Dengan Paradox Computers, perusahaan di balik jam tangan pintar braille-nya, ia pun bertujuan untuk melakukan hal itu.
Jam tangan pintar Braille memungkinkan tunanetra menerima informasi real time, seperti teks dan pesan dari ponsel mereka yang telah beredar di pasaran selama beberapa tahun.

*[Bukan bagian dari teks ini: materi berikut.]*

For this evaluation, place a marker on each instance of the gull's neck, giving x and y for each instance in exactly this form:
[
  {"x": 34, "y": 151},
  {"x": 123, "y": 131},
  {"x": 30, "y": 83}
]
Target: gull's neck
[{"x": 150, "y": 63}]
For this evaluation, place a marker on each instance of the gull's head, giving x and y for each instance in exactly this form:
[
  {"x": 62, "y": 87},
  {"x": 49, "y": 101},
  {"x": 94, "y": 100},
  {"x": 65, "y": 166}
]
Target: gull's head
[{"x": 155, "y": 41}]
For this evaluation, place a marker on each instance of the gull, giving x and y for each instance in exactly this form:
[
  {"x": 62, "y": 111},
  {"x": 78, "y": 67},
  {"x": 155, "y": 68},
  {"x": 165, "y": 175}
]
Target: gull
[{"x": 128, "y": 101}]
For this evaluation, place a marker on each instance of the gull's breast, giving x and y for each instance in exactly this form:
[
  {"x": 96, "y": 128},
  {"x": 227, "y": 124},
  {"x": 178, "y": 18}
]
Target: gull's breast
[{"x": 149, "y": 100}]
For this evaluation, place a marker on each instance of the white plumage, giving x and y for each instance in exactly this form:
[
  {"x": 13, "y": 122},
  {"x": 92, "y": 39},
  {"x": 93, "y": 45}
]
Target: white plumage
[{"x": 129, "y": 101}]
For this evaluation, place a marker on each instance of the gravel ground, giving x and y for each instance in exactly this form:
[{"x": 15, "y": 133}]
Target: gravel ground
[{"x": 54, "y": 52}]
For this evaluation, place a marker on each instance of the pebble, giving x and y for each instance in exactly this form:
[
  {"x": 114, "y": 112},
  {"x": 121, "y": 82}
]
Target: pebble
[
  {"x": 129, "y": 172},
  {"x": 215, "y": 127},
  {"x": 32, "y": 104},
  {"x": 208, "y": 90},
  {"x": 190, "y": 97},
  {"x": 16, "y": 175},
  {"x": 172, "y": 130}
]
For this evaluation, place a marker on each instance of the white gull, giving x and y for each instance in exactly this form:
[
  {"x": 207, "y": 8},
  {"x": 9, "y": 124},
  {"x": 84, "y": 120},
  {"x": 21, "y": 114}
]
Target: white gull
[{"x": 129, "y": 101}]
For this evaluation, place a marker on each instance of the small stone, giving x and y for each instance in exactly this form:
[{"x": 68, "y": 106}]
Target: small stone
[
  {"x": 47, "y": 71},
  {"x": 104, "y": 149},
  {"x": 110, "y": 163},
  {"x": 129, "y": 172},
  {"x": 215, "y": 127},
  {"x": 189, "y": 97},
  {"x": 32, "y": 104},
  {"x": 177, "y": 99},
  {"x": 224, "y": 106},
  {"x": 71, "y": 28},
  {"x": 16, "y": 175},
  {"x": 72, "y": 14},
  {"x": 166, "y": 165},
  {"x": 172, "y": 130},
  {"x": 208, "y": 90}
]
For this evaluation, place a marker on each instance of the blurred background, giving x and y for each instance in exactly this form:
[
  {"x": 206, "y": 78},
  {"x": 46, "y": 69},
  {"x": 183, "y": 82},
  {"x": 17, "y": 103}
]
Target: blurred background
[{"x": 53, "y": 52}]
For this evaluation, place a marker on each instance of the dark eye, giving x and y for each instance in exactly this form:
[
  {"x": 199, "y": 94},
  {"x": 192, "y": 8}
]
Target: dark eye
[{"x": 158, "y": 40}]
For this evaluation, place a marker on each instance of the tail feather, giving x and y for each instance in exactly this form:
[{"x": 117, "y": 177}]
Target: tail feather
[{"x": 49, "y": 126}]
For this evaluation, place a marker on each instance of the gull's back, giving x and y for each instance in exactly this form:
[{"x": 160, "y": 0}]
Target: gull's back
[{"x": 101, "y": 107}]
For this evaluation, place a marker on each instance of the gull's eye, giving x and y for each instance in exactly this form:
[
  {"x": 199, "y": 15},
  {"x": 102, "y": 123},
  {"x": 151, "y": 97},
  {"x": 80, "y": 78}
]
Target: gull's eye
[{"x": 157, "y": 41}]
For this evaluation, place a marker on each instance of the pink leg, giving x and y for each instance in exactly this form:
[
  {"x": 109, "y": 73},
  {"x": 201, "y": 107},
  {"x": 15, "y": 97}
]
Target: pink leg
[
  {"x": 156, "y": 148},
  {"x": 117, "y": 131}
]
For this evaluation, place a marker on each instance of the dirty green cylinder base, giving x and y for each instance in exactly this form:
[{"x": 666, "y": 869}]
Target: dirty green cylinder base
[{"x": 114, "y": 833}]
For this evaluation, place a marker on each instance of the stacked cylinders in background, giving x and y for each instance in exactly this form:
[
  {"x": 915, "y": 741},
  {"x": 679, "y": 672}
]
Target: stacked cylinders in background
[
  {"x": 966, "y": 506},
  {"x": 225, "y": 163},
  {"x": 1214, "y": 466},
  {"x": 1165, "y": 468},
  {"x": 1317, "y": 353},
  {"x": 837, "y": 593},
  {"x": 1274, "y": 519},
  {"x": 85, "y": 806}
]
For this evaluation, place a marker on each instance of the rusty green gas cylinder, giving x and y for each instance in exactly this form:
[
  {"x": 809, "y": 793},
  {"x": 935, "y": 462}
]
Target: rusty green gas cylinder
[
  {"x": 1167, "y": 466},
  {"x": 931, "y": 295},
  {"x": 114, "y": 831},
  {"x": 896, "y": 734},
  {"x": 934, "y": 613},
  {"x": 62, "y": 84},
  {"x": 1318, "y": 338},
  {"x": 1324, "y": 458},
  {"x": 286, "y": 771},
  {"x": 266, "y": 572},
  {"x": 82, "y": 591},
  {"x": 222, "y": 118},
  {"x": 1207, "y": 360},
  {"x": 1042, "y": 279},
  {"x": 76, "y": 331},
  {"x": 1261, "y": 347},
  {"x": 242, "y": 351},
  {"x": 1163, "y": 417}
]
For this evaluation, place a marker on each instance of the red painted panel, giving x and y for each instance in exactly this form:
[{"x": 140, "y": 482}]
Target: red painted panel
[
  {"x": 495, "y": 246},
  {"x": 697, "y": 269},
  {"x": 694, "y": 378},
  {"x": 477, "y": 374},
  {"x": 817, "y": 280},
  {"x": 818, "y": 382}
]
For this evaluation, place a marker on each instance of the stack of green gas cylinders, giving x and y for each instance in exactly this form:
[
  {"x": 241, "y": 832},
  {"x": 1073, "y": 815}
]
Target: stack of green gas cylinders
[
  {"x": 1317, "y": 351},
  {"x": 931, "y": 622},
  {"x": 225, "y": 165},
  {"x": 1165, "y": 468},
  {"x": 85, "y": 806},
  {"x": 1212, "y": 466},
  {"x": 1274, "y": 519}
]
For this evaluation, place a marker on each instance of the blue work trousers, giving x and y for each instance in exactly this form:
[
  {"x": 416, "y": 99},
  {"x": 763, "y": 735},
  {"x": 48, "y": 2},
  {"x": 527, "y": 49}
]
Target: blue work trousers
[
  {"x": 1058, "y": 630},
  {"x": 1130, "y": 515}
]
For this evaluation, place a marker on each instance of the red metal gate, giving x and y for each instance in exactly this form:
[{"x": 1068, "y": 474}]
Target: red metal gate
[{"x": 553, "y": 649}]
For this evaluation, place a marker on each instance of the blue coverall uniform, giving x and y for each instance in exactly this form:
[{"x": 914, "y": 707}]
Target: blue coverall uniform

Tetapi biaya yang sangat tinggi dari produk semacam itu membuat mereka tidak mampu membelinya.
Setelah mengerjakan proyek sekolah tentang disabilitas, Hong menyadari ketidaksetaraan dan memutuskan harus ada yang lebih terjangkau.
"Saya menemukan bahwa ini sangat tidak adil," katanya. “Dan, pada saat yang sama, ini adalah peluang bagus untuk bisnis.”
Karena itu, Hong mulai memahami pasar, ia berbicara dengan orang-orang tunanetra untuk mengetahui kebutuhan mereka, dan insinyur untuk mencari solusi.
Kemudian, dengan pengalamannya di bisnis fesyen, Hong mengumpulkan satu investor yang mendukung visinya dengan investasi USD300.000 untuk 30% saham.
“Latar belakang saya sebagai CEO membantu saya,” katanya. “Saya belajar bahwa meskipun saya tidak memiliki latar belakang teknologi, saya dapat mempekerjakan semua orang ini.”
Enam bulan kemudian, jam tangan pintar braille Paradox Computers seharga USD80 telah terjual ratusan dengan 3.000 pre-order dari China yang saat ini sedang dikerjakan. Namun di tengah kesuksesannya, Hong mengatakan dia tetap berkomitmen untuk mengikuti studinya.
“Ketika bisnis berkembang pesat, saya berpikir untuk putus sekolah. Tetapi saya bertemu banyak CEO dan mereka semua mengatakan kepada saya bahwa saya harus kuliah,” tegasnya.